The researchers tested heparin antibody levels in all study patients before surgery. They found that patients with the antibodies experienced a nearly twofold greater risk of death or hospitalization extending longer than 10 days. The researchers used an extended hospital stay as a surrogate marker for other complications after surgery such as heart attacks, strokes, infection and kidney problems.

To ensure that patients' baseline health status did not influence results, the researchers assessed each patient's predicted surgical risk using a standardized risk scoring system called the Parsonnet risk score. This system is based on 19 factors known to be associated with death or other complications after heart surgery. The researchers found that regardless of the Parsonnet score, patients with heparin antibodies before surgery fared worse than patients without the antibodies.

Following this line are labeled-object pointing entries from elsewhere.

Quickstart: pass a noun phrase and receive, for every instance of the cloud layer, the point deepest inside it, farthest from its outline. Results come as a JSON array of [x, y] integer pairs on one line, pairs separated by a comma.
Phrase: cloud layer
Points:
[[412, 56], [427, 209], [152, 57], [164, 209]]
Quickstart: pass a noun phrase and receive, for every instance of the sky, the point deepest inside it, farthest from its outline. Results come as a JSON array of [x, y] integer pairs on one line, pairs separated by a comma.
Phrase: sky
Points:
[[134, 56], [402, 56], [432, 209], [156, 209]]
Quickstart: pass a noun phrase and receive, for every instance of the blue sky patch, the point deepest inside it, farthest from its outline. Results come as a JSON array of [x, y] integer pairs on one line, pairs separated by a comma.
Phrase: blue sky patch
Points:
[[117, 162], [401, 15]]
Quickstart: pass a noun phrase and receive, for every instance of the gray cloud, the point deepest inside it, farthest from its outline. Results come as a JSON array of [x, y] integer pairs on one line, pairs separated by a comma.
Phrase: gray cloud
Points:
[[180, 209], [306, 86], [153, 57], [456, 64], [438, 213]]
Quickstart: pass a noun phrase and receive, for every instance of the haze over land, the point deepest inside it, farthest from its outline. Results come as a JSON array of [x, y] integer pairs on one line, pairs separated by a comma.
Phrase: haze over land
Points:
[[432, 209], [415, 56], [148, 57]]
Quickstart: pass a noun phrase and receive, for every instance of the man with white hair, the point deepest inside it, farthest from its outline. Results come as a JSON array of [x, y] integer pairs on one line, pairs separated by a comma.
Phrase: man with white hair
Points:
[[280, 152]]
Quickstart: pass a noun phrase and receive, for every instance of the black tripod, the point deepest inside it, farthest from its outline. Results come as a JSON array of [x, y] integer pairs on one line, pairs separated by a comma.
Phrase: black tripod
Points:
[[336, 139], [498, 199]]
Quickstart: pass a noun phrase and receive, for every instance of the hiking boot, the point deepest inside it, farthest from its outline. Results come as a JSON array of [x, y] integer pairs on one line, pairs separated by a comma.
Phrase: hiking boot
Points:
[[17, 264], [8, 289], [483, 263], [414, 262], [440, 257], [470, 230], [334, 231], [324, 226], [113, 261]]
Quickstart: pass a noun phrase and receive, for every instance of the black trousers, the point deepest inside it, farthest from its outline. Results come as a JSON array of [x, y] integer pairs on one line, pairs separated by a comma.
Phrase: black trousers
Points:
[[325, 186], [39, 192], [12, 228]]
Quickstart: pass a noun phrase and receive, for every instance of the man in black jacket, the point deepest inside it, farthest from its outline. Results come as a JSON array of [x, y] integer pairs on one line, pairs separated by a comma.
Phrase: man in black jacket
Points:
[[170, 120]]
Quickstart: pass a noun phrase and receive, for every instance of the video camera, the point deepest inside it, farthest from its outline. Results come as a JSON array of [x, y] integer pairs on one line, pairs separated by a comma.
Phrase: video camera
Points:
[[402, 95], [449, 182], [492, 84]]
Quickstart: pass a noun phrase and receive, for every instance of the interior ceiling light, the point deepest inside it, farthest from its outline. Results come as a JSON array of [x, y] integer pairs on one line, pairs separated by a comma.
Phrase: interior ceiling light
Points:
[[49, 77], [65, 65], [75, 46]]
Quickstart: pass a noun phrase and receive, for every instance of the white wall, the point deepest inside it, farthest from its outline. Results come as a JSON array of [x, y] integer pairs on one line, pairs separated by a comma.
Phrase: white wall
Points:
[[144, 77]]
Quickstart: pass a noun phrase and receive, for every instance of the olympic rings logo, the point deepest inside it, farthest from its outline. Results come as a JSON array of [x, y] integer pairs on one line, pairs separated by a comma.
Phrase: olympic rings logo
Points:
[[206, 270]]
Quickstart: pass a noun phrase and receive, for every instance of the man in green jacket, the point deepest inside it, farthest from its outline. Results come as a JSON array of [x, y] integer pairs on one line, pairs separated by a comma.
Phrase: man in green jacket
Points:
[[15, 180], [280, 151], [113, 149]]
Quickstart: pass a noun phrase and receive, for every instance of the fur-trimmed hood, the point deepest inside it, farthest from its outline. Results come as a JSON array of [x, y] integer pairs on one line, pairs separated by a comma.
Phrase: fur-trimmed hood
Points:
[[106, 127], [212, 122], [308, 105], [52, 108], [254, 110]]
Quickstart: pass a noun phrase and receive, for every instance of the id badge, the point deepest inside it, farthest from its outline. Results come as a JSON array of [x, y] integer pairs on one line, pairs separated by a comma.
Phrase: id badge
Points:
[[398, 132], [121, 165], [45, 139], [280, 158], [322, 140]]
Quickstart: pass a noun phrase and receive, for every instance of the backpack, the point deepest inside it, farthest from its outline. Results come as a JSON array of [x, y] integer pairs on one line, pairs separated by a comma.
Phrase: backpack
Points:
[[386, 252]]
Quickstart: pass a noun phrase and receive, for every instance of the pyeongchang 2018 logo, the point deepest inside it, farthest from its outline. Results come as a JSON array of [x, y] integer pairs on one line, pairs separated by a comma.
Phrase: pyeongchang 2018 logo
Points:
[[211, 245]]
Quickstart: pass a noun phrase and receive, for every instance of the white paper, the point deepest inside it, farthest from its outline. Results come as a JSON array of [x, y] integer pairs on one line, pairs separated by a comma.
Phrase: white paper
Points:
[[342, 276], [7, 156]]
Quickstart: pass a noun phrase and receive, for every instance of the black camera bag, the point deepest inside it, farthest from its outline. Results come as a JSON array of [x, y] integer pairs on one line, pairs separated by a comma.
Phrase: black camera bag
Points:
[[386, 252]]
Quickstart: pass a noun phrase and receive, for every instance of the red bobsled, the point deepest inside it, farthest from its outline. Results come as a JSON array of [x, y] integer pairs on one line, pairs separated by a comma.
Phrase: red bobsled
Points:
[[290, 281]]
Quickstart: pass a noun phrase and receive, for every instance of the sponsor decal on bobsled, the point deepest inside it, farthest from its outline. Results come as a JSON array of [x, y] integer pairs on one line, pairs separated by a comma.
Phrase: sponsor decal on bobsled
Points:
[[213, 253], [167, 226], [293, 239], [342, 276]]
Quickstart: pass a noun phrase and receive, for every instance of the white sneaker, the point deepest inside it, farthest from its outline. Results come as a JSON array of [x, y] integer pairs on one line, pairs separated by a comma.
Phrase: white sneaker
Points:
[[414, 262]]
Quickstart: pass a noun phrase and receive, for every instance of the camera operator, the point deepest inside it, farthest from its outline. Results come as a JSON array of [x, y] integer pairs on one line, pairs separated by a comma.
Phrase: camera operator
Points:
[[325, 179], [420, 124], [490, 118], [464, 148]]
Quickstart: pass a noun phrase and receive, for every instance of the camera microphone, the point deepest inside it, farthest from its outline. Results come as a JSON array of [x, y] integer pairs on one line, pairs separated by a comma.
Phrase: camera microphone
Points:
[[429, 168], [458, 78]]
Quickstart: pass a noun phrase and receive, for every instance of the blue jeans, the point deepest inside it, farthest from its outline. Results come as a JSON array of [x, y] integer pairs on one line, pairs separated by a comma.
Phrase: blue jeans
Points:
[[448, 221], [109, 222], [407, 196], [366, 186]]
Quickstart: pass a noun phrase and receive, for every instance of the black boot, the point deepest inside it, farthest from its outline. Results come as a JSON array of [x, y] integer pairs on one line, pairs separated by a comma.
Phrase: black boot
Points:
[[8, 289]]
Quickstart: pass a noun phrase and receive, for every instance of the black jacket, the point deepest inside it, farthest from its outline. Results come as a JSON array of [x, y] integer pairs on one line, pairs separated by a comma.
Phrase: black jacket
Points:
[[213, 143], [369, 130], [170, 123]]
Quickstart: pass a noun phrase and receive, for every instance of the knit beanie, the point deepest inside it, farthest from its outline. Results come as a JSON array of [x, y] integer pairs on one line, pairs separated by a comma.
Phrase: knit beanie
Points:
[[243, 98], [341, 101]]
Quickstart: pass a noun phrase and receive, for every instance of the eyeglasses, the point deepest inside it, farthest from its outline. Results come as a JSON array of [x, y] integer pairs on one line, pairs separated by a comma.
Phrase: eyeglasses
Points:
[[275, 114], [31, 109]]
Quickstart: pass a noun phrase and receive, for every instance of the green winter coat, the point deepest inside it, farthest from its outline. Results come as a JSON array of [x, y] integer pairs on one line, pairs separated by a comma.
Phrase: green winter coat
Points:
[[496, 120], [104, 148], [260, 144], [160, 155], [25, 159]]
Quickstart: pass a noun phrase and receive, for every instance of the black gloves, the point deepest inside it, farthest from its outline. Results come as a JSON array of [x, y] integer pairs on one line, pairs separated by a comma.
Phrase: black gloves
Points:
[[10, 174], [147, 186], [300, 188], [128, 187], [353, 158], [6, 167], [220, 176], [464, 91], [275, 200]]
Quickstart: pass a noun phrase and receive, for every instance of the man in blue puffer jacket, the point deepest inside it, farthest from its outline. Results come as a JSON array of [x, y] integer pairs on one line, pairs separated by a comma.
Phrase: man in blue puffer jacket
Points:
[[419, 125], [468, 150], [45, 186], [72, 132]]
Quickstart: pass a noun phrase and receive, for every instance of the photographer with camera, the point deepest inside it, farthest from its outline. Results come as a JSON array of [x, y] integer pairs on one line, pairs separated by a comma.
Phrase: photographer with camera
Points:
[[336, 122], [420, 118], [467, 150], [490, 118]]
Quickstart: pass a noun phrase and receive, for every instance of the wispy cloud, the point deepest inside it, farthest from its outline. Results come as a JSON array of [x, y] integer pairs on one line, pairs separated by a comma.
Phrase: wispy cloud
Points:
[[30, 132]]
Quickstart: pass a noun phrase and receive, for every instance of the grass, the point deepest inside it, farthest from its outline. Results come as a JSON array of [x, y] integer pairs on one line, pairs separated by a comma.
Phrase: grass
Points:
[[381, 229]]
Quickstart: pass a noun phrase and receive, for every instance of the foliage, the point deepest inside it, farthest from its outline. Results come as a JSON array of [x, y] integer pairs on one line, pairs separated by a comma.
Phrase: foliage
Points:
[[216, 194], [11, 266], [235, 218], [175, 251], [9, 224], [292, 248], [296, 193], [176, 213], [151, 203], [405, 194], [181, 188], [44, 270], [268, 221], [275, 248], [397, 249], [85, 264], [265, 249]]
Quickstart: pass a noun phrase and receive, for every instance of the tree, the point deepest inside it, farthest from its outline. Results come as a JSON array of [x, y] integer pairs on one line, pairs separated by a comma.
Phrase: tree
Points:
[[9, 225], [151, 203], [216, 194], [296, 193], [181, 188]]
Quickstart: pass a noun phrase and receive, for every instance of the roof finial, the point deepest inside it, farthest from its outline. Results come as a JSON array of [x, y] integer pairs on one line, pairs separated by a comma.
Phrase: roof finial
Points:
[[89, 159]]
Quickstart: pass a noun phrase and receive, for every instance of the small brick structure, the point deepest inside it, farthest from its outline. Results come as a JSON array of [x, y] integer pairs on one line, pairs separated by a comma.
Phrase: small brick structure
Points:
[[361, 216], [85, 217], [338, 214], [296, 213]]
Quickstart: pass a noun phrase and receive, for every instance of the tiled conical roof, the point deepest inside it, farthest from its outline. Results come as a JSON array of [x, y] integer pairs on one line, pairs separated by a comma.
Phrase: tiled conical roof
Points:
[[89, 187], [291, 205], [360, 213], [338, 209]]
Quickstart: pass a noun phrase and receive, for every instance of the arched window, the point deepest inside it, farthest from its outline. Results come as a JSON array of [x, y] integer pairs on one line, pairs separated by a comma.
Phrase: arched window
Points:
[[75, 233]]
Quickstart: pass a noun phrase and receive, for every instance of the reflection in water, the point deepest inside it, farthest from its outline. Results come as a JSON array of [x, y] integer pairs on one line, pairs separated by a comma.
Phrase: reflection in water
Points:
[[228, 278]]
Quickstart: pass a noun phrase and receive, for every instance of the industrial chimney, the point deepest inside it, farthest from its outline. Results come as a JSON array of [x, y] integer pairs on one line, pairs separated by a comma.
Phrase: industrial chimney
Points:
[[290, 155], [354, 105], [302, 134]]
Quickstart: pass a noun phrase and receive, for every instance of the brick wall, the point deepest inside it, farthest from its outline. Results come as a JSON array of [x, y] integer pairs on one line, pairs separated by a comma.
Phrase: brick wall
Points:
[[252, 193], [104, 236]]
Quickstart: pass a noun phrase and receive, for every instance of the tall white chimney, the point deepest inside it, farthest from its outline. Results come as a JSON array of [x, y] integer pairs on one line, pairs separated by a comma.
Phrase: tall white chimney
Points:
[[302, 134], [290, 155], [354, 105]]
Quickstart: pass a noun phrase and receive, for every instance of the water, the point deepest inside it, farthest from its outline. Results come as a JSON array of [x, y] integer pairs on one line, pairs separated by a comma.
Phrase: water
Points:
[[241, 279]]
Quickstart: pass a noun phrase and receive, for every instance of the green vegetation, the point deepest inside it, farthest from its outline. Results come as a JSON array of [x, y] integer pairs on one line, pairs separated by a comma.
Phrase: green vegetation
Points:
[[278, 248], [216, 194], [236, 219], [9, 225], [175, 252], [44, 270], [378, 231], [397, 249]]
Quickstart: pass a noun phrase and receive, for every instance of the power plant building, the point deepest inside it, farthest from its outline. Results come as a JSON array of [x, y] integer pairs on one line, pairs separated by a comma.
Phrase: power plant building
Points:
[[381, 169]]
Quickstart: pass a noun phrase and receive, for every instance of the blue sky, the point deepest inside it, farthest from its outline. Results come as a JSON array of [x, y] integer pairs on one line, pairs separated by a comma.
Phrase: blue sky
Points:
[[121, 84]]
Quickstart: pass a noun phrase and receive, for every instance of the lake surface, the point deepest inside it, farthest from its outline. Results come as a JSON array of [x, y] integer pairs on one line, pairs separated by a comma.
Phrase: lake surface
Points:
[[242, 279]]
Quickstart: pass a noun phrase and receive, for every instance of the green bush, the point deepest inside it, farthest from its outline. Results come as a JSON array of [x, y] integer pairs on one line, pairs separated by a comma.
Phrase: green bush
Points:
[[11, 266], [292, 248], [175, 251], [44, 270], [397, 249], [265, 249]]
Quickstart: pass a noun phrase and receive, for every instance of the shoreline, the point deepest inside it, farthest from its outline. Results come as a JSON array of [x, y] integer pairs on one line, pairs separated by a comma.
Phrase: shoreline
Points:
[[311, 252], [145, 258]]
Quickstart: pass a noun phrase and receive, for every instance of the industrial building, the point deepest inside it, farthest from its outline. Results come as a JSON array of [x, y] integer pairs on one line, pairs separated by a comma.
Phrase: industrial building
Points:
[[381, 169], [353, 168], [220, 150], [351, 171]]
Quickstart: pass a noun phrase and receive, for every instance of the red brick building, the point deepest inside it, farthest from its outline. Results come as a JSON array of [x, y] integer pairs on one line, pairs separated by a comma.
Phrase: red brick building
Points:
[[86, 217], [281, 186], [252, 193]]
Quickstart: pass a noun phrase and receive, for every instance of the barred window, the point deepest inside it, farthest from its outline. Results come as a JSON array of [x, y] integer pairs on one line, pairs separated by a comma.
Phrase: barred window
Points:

More than 350,000 adult cardiac surgeries are performed in the United States each year. In this study, as many as 13% of surgical patients were found to have heparin antibodies before undergoing surgery.

Slaughter says there is no simple solution to the problem. Several anti-clotting medications may provide an alternative to heparin, but they are not approved by the Food and Drug Administration for use during heart surgery. The safety of these alternative medications in the setting of complex heart surgery remains to be determined.

Another option may be for patients with the antibodies to delay surgery until the antibody levels subside. However, in some cases this might require months – and, in many cases, the severity of a patient's disease may not allow for safe delay of surgery.

"Researchers are at the cutting edge of learning about heparin antibodies and how they affect surgical outcomes," said Slaughter. "We need to understand more about mechanisms underlying the adverse effects of heparin antibodies and whether alternative anti-clotting medications will prove safer before informed recommendations can be made to patients and surgeons."

Other members of the research team included Elliott Bennett-Guerrero, MD, William White, MPH, Ian J. Welsby, MD, Charles Greenberg, MD, Habib El-Moalem, PhD, and Thomas L. Ortel, MD, PhD, all from Duke University Medical Center.